When Consumers Strike Back

I was reading Ars Technica today when I came across an interesting read, “Users strike back against corporate customer service.” The article made references to several legal proceedings that have taken place this month.

“First up is California’s Dennis Sheehan, who received a Gateway desktop computer with a monitor malfunction. Because the monitor did not properly display graphics, Sheehan says that he was never presented with Gateway’s onscreen EULA that shows up on first boot. That agreement says customer problems won’t be handled by the court system but by arbitration.

Sheehan, who wanted no part of arbitrating, took the matter to a local small claims court—no lawyers allowed. Sheehan convinced the judge that he had not accepted Gateway’s agreement, even though Gateway insisted that a paper version also came in the box.

With this one, I wasn’t too sure about the legality of such a claim, but nonetheless I’m sure he got Gateway’s attention.

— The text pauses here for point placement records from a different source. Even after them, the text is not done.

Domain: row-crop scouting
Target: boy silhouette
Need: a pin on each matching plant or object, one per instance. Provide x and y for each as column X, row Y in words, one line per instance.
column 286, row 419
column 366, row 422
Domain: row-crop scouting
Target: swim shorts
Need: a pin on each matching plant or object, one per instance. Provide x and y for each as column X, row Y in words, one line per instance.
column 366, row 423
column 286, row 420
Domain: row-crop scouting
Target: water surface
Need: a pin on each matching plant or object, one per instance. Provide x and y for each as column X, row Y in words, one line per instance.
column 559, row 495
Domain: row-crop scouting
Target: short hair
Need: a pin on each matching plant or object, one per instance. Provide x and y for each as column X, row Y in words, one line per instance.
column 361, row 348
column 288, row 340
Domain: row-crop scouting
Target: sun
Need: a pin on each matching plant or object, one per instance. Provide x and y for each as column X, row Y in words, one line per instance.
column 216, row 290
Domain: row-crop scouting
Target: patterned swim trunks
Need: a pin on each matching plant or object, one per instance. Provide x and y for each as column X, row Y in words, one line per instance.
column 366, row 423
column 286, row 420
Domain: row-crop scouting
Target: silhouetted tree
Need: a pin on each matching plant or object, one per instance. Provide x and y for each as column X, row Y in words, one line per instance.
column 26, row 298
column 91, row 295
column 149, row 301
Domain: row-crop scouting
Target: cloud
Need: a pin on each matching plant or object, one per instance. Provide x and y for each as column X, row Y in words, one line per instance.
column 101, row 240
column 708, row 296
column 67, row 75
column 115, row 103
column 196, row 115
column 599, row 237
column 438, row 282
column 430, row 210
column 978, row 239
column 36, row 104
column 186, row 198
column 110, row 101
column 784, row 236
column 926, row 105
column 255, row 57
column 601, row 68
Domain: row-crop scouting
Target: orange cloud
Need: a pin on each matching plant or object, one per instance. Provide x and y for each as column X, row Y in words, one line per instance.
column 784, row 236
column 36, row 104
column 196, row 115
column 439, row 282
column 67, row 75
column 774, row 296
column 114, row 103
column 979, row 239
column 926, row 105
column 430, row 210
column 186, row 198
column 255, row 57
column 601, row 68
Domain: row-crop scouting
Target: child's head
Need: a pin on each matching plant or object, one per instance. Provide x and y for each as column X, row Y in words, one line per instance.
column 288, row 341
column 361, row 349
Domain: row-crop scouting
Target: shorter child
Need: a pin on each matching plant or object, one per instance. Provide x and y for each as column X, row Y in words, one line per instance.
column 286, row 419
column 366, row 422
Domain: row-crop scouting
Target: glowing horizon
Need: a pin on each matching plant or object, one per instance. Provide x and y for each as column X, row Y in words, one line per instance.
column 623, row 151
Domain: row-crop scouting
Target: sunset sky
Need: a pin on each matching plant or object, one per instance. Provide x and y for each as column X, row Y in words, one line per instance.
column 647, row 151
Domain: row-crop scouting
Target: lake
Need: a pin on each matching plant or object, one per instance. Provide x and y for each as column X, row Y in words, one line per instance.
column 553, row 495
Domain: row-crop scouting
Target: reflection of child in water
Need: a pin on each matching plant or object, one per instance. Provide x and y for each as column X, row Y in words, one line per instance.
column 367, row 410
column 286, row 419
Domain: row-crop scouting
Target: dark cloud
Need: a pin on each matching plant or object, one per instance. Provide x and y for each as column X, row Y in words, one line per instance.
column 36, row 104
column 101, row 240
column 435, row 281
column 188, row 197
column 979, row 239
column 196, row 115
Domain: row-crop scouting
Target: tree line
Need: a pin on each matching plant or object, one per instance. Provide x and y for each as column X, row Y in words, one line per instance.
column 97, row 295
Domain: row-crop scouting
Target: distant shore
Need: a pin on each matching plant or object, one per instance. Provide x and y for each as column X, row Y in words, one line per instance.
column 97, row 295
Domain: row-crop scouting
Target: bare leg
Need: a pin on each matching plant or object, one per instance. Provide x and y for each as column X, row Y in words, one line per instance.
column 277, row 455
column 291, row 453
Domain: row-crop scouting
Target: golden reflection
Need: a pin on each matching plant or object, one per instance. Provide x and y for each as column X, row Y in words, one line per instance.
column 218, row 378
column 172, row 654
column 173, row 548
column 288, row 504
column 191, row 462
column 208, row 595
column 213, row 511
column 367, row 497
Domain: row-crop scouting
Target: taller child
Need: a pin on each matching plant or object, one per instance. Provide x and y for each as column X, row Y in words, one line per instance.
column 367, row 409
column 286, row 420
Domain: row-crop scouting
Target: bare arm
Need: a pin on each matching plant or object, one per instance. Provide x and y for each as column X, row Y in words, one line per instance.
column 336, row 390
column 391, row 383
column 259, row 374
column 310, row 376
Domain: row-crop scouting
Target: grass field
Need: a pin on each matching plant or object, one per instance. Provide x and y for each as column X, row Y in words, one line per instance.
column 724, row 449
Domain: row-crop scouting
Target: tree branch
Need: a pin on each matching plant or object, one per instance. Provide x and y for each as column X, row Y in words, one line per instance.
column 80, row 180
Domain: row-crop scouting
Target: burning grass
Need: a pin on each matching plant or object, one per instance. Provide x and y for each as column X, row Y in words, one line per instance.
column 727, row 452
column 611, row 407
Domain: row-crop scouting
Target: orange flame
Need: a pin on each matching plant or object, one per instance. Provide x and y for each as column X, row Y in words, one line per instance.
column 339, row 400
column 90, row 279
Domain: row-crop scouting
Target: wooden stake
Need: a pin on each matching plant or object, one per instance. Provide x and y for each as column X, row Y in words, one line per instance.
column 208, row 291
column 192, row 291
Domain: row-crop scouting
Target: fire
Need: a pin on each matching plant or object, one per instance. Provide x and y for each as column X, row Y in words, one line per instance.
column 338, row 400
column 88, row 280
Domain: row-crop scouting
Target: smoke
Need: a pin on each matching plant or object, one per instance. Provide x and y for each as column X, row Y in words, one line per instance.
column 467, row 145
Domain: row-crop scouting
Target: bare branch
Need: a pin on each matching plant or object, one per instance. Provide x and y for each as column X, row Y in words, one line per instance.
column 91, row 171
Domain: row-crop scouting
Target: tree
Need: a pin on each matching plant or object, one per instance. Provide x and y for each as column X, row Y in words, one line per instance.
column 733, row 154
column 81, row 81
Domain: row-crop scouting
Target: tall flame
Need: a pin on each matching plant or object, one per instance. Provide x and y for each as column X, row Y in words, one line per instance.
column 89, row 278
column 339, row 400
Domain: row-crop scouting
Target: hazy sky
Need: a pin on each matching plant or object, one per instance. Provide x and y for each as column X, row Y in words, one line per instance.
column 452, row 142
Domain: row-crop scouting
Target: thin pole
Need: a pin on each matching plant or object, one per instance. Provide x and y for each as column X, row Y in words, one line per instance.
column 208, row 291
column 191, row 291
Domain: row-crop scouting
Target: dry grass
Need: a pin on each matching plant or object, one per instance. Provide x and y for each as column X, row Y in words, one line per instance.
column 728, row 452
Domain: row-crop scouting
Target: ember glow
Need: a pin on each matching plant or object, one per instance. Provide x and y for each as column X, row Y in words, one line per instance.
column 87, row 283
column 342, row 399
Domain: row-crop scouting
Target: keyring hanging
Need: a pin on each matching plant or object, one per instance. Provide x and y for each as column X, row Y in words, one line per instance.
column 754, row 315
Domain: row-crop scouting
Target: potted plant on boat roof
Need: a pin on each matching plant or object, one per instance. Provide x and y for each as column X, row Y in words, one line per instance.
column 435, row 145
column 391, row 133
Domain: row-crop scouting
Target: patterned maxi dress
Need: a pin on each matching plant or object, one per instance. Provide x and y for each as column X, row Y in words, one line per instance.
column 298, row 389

Now for my personal favorite, Pat Dori vs. Dell

“A New Jersey resident also used small claims court to solve his own computer problem. Pat Dori sued Dell after the company lost his laptop, which had been sent in for repairs. But here’s the twist: instead of serving the papers to Dell’s corporate headquarters, Dori had them served to a local Dell mall kiosk. The predictable upshot was that when Dori showed up to court, he was unopposed. Being unopposed, he won a default judgment against Dell. The company, which initially planned to appeal, has now agreed to just cut its losses and move on.”